Today the city that Fields fled is struggling hard, and with some success, to solve the great problem facing all major urban centers: how to make life attractive downtown. During the past two decades, Philadelphia has protected and rebuilt its historic core for people, not automobiles. As a result, the city is one of the few large American metropolises where walking in the center of town can be a pleasure.

As they went about pouring $1.3 billion into renewal projects, Philadelphia's planners wisely continued to honor the unwritten but hallowed "Billy Penn Hatbrim Rule," which holds that no building may rise higher than 548 ft. (or about 40 stories), the height of the hatbrim on the huge statue of Penn that surmounts city hall. As a result, the sidewalks are flooded with sunlight from city hall, a gloriously gaudy souvenir of the 19th century, to the simplicity and quiet dignity of Independence Hall.

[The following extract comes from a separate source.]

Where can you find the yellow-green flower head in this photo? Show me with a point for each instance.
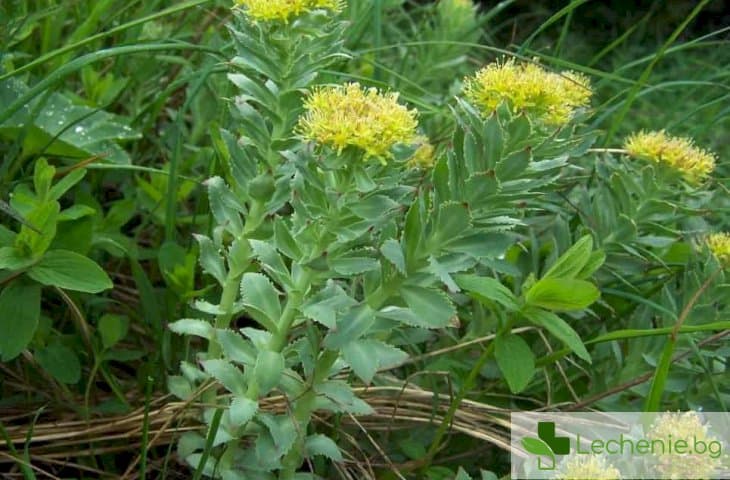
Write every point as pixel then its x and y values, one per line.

To encourage people to move into the downtown area, Philadelphia has been rejuvenating a neighborhood directly south of Independence Hall that is known as Society Hill. Instead of sending in the bulldozers to flatten the decaying district, Philadelphia has cleared out only the grim factories and warehouses, while rebuilding the small, elegant 18th century town houses and creating what Inquirer Editor Eugene Roberts Jr. calls "a suburb right in the middle of the city." In the past three years 23 restaurants and bistros have opened in the neighborhood, catering to the 8,000 people--mostly young couples--that have moved back into the area.

The renaissance of Philadelphia has not affected the city's traditions. At the stately Bellevue-Stratford Hotel, a string trio still plays Strauss waltzes during the afternoon cocktail hour. The main shopping floor of Wanamaker's, one of the city's major department stores, is lined with heroic-sized paintings: Orpheus Laments the Fate of Eurydice looks down on the women's panty department. Philadelphia remains one of the great art and music centers of the U.S. The Philadelphia Orchestra, conducted by the tireless Eugene Ormandy, 74, is one of the nation's finest. This summer, as they have since 1930, Philadelphians will flock to the open-air Robin Hood Dell concerts in 4,000-acre Fairmont Park.

Gussied Up. Long a tryout town for Broadway, Philadelphia has a theatrical scene that is improving and has even gussied up the beginnings of a night life. For all its historic attraction, Philadelphia has been a bummer for tourists, but tour directors are beginning to take notice, and eight new hotels have either opened in the past 18 months or are now under construction.

Philadelphia continues to be afflicted by the problems that are endemic to most big American cities: racial tension, poor housing for low-income groups, underfinanced and overwhelmed public schools, a chilling crime rate (a recent federal report ranked the city behind Detroit and Denver as the third most violent in the country).

But last week, in the flush of rare victory, Philadelphians were not concerned about sober matters of sociology. The Philadelphia Flyers triumphantly put the Stanley Cup on display in a center-city branch of the Girard Bank. On the first day, some 15,000 people reverently lined up and filed past to see for themselves the tangible proof that Philadelphia at long last is a winner.